Under the previous standards, inventorship analysis for AI-assisted inventions relied heavily on legal principles developed for joint inventorship among multiple human beings, particularly the Pannu factors. Those factors assessed whether each human contributor made a significant and non-trivial contribution to conception. The traditional approach treated AI involvement as raising a question similar to whether another “person-like” entity contributed to the invention. At the same time, long-standing case law made clear that only natural persons can be inventors and that inventorship hinges on the traditional conception standard. That is, an inventor must form in their own mind a definite and permanent idea of the complete invention. Conception required knowledge of all claim limitations and the ability to articulate the invention with particularity. AI could assist like any other tool but could not itself be named as an inventor.

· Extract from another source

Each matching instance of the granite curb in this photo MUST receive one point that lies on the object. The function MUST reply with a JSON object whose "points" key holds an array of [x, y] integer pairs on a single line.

Under the new USPTO proposal, the prior 2024 guidance is replaced with a unified rule: The same inventorship standard applies to all inventions, whether or not AI was used. There is no alternative test for AI-assisted inventions.
The central question is always whether a human inventor conceived the claimed invention under the traditional conception framework. AI systems are treated as tools, similar to lab equipment, software, or databases. When a single human develops an invention with AI assistance, the only issue is whether that human formed the complete mental conception of the invention. When multiple people contribute, normal joint-inventorship rules apply, but only among the humans. AI is never considered a co-inventor. The use of AI does not change the inventorship analysis, and applications listing AI as an inventor must be rejected.
The proposal also clarifies that this inventorship framework applies equally to design patents. Because design patents use the same inventorship standard as utility patents, the key inquiry remains whether a human conceived the design itself, even if AI tools aided in generating images or variations. For plant patents, inventorship requires that the human inventor not only appreciate the new plant variety but also contribute to its creation. This standard continues to apply even when AI tools assist in designing, predicting, or selecting plant traits.
Finally, the new guidance establishes rules for priority and benefit claims. Any U.S. application or patent claiming priority to an earlier U.S. or foreign filing must share at least one human inventor in common with the earlier application. A priority claim cannot rely on a foreign filing that names only an AI system as an inventor, because such an application lacks any natural person who could serve as the required common inventor. If a foreign application names both humans and AI systems, the U.S. application must list only the human inventors when making the priority claim. The same rule applies when an international application entering the U.S. national stage lists AI as a purported inventor: The applicant must correct the record by naming only the humans who contributed to conception.